Predicting Student Academic Performance from Demographic and Behavioural Data

Author

Shrijaa Venkatasubramanian Subashini, Rahiq Raees, Christine Chow & Jiro Amato

Published

December 4, 2025

Summary

We built a linear regression model utilizing Ridge Regression to predict a student’s final grade (G3) in a Portuguese language course using demographic data, behavioural insights, and previous assessment scores. Our final model achieved strong performance on unseen test data, with an R² score of 0.857 and a Mean Absolute Error (MAE) of 0.776. On average, model predictions deviated from actual grades by less than one grade point on the 0-20 scale, indicating a high level of accuracy. Although the model demonstrated reliability in predicting grades within the passing range (scores exceeding 10), residual analysis revealed reduced precision for students with lower scores or those receiving a zero, frequently overestimating their performance. Given this limitation concerning failing students, we conclude that this model showcases adequate performance to serve as a decision-support tool for educators to project final grades midway through the term.

Introduction

Student academic success is influenced by a complex combination of personal, social, and educational factors. Understanding the determinants of performance and being able to reliably predict student outcomes has important implications for supporting learning, designing interventions, and improving educational strategies (Ma et al. 2000; Pritchard and Wilson 2003). Despite decades of pedagogical research, identifying at-risk students early remains challenging because performance is shaped by many interacting variables such as family background, study habits, school engagement, and socio-economic conditions.

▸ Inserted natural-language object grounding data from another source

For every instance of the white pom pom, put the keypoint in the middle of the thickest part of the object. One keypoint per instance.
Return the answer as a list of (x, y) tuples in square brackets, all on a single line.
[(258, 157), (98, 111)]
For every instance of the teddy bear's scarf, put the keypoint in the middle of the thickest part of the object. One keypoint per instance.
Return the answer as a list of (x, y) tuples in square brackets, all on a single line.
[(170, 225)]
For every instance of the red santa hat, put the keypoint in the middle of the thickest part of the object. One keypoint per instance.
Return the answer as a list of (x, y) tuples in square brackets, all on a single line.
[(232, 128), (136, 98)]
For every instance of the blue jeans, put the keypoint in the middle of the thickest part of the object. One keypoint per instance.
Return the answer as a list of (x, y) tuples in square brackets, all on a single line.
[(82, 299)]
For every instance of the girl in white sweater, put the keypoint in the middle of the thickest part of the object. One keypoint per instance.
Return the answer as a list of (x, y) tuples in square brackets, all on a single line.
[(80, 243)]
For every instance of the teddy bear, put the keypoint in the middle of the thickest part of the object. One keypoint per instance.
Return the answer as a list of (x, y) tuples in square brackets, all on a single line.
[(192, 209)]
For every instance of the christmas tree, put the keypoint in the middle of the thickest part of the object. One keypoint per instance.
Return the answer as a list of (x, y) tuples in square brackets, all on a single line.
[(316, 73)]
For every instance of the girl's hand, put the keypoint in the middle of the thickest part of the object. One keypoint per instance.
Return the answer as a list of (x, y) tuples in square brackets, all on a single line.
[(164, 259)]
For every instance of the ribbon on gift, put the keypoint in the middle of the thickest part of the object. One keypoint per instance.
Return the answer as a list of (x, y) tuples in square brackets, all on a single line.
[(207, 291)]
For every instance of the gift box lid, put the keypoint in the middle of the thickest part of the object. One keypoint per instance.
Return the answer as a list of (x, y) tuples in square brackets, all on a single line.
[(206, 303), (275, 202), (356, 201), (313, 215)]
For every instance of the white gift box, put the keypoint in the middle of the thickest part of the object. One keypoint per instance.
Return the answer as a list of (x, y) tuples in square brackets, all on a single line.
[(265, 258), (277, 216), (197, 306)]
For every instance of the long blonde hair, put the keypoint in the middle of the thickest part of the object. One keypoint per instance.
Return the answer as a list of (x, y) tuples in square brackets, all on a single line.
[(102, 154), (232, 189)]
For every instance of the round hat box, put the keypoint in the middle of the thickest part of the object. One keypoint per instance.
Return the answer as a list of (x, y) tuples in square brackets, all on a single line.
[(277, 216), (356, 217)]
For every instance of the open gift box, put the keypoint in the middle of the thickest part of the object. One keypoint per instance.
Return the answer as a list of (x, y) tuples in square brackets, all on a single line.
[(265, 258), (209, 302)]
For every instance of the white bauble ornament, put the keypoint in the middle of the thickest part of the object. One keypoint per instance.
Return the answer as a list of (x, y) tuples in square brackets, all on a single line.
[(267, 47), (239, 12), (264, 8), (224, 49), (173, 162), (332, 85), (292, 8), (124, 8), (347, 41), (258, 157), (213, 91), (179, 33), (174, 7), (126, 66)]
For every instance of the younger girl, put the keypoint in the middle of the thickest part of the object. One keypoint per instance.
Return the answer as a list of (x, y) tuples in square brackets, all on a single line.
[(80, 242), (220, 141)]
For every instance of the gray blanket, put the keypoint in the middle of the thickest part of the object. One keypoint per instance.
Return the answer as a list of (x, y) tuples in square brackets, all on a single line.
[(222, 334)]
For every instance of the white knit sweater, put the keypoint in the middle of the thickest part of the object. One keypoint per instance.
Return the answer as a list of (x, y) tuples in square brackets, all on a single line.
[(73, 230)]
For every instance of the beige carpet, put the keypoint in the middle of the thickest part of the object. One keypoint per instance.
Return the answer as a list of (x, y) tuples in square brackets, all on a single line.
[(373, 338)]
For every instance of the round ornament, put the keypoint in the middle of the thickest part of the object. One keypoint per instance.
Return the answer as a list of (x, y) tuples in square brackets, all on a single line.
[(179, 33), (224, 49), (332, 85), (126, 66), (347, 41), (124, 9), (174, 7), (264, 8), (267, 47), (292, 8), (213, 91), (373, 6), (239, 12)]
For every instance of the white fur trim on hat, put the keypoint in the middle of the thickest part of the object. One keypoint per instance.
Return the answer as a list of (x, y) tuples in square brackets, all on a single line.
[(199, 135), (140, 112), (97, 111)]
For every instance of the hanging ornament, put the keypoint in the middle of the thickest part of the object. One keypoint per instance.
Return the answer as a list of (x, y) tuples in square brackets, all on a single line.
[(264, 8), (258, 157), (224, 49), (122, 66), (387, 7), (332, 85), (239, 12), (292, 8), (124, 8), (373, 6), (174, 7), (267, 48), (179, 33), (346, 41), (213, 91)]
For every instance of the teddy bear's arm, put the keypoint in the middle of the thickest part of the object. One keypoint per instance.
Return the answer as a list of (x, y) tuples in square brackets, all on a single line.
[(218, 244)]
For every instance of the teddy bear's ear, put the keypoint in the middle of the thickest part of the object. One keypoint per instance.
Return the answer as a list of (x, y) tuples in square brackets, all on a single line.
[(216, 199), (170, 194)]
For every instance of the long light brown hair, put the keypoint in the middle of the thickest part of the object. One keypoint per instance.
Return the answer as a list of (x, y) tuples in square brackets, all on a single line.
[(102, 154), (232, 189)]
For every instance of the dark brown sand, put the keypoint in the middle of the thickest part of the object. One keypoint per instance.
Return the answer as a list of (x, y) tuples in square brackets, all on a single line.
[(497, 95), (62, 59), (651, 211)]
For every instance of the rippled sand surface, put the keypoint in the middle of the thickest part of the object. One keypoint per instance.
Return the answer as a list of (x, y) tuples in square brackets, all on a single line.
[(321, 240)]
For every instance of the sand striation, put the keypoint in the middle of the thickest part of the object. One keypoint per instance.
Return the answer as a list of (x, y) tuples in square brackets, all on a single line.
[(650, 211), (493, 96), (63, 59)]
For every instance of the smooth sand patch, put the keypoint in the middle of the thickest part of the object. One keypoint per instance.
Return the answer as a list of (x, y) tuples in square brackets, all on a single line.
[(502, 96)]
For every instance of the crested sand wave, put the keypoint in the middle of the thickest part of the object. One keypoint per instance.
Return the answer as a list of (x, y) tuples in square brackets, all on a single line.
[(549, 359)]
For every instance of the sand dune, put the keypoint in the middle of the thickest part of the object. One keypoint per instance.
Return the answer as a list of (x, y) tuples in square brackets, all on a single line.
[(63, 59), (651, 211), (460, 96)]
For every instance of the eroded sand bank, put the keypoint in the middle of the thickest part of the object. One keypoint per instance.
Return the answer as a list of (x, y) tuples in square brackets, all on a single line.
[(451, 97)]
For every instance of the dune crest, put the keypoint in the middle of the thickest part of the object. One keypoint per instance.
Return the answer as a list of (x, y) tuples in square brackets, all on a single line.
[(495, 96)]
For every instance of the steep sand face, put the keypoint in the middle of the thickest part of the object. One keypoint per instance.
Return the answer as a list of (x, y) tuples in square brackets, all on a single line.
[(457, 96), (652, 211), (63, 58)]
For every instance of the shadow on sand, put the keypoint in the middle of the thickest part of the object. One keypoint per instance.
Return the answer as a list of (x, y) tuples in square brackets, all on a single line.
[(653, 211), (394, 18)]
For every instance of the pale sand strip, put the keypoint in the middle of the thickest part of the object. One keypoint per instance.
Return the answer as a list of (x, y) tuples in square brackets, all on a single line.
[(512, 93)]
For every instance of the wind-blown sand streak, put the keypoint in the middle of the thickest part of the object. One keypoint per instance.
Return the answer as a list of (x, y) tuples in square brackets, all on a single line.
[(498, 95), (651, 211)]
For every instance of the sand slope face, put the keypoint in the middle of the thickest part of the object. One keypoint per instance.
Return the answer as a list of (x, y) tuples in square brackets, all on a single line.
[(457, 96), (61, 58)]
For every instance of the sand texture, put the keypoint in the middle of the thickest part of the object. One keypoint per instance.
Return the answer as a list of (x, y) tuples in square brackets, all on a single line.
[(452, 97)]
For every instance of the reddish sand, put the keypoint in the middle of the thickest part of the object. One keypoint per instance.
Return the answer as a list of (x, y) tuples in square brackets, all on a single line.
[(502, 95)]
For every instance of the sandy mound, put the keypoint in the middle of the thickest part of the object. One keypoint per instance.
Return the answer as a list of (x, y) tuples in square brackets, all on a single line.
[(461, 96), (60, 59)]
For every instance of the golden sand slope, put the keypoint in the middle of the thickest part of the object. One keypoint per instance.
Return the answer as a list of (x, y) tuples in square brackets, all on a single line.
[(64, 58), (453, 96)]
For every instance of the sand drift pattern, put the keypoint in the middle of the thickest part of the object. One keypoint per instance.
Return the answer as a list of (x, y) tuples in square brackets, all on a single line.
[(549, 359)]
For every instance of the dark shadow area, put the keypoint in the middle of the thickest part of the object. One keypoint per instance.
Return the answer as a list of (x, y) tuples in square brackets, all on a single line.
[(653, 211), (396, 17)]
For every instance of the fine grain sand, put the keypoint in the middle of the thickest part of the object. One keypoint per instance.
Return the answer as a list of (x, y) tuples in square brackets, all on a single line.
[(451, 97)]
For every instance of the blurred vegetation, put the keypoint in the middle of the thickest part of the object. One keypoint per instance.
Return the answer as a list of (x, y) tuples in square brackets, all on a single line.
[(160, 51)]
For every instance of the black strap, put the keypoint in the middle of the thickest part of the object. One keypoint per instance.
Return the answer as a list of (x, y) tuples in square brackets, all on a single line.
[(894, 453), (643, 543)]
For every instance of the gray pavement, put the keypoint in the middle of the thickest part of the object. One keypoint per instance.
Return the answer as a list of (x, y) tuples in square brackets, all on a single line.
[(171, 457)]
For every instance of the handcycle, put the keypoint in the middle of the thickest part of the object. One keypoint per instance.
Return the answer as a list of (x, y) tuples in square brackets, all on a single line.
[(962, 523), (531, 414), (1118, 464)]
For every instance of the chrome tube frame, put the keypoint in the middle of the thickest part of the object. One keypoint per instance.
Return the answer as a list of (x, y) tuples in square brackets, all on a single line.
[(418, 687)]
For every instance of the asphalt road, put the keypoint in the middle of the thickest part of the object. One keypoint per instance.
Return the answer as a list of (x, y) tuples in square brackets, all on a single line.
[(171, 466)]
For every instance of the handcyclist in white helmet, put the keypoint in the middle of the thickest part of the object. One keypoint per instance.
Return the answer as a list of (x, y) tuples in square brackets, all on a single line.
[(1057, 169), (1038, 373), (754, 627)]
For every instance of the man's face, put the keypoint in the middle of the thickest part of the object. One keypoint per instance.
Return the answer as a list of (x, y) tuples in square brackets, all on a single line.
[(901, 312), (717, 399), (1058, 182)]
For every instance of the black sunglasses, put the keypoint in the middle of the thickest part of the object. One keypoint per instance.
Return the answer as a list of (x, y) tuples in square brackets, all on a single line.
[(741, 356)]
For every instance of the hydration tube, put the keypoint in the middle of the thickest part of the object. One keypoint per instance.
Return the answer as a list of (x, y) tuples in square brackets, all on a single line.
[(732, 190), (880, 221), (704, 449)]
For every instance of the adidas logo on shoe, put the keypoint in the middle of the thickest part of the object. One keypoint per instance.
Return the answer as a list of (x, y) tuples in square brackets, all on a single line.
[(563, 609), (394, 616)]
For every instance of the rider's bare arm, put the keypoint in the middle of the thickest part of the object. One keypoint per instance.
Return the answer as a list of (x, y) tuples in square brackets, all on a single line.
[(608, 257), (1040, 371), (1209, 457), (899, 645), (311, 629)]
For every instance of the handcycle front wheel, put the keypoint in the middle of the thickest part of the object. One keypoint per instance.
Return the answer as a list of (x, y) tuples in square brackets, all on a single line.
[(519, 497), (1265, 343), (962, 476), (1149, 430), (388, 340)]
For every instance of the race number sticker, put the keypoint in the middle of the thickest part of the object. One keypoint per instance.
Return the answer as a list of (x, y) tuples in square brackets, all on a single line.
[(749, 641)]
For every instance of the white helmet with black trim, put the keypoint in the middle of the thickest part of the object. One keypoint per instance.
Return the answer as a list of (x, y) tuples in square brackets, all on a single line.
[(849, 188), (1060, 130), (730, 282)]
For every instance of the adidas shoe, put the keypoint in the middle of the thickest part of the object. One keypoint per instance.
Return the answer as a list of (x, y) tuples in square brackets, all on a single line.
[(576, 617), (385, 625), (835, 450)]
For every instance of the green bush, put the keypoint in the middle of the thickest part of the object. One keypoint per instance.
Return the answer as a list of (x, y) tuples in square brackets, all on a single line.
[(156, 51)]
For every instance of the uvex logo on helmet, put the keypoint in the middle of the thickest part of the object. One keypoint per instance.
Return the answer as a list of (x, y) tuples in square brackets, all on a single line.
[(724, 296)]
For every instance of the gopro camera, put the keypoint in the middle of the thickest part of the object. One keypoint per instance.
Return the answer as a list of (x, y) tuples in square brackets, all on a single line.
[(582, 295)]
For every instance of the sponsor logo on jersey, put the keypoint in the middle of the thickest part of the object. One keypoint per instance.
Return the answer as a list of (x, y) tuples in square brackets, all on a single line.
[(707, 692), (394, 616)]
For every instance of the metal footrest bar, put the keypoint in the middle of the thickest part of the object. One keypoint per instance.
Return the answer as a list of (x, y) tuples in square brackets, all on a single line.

Here we ask whether a machine learning algorithm can predict a student’s final grade based on their demographic attributes, family characteristics, school-related behaviours, and past academic performance. Answering this question is valuable because traditional methods of assessing student progress often rely on subjective teacher evaluations or mid-course assessments, which may miss early warning signs or overlook external factors influencing learning (Johora et al. 2025). If a machine learning model can accurately and consistently predict final grades, this could help educators identify students in need of additional support earlier, design more targeted interventions, and ultimately contribute to improved educational outcomes.

Methods

Data

The data set used in this project is the Student Performance dataset created by Paulo Cortez from the University of Minho, Portugal (Cortez and Silva 2008). It was sourced from the UCI Machine Learning Repository (Cortez 2008) and can be found here. The dataset contains information on 649 students from two Portuguese secondary schools, with data collected through school reports and questionnaires. Each row represents a student with 32 features including demographic information (age, sex, family size), educational background (parental education, past failures, study time), social factors (going out, romantic relationships, alcohol consumption), and school-related features (absences, extra support, desire for higher education). The dataset also includes grades from the first period (G1), second period (G2), and final grade (G3), with G3 serving as the target variable for prediction.

Analysis

A linear regression model with Ridge regularization was used to predict the final grade (G3). All available features from the dataset were utilized, including student demographics, family background, and prior assessment scores (G1 and G2). Data was split with 70% into the training set and 30% into the test set. The hyperparameter alpha was tuned using 10-fold cross-validation with Randomized Search, selecting Mean Absolute Error (MAE) as the evaluation metric to prioritize interpretability and robustness against outliers. Preprocessing involved standardizing numeric features—applying Robust Scaler specifically to skewed distributions like absences—and transforming categorical variables via One-Hot Encoding. The Python programming language (Van Rossum and Drake 2009) and the following Python packages were used to perform the analysis: Pandas (McKinney 2010), NumPy (Harris et al. 2020), Altair (VanderPlas 2018), and scikit-learn (Pedregosa et al. 2011). The code used to perform the analysis and create this report can be found here: https://github.com/jiroamato/student_grade_predictor.

Results & Discussion

To understand the predictive power of our features, we examined correlations between all predictors and the target variable (Figure 1). Prior assessment grades (G1 and G2) showed the strongest correlation with final grades, which aligns with educational research suggesting past performance is the most reliable predictor of future outcomes. Other notable correlations included past failures (failures), study time (studytime) and parental education levels (Fedu and Medu), though these correlations were considerably smaller.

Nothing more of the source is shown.